In Drown as a whole, the million-dollar question is this: are Yunior’s gender politics, his generalizations and misogyny, rewarded in the book’s ‘reality’? Do they get him anything in the end? Well, if we chart the progress of the stories in Drown it appears to me that Yunior’s ideas about women, and the actions that arise out of these ideas, always leave him more alone, more thwarted, more disconnected from his community and from himself. Yunior cannot even hope to bear witness to what happened between his mother and his father—which is to say he can’t bear witness to what really happened to him—without first confronting the role he plays and continues to play in that kind of male behavior that made his family’s original separation and later dissolution inevitable. Yunior’s desire for communion with self and with other is finally undermined by his inability, his unwillingness, to see in the women in his life as fully human. (Which is kinda tragic, since without being able to recognize the women parts of his identity as human, he cannot in turn recognize himself as fully human.) The reason why the character of Yunior is at all interesting to me is because he senses this. He senses how he makes his own chains and he rages against the chains and against himself, and yet he continues to forge them, link by link by link.

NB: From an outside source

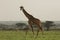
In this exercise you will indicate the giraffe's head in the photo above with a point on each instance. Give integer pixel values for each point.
(21, 7)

In Oscar Wao we have a family that has fled, half-destroyed, from one of the rape incubators of the New World and they are trying to find love. But not just any love. How can there be “just any love” given the history of rape and sexual violence that created the Caribbean—that Trujillo uses in the novel? The kind of love that I was interested in, that my characters long for intuitively, is the only kind of love that could liberate them from that horrible legacy of colonial violence. I am speaking about decolonial love.For me, the family fukú is rape. The rape culture of the European colonization of the New World—which becomes the rape culture of the Trujillato (Trujillo just took that very old record and remixed it)—is the rape culture that stops the family from achieving decolonial intimacy, from achieving decolonial love.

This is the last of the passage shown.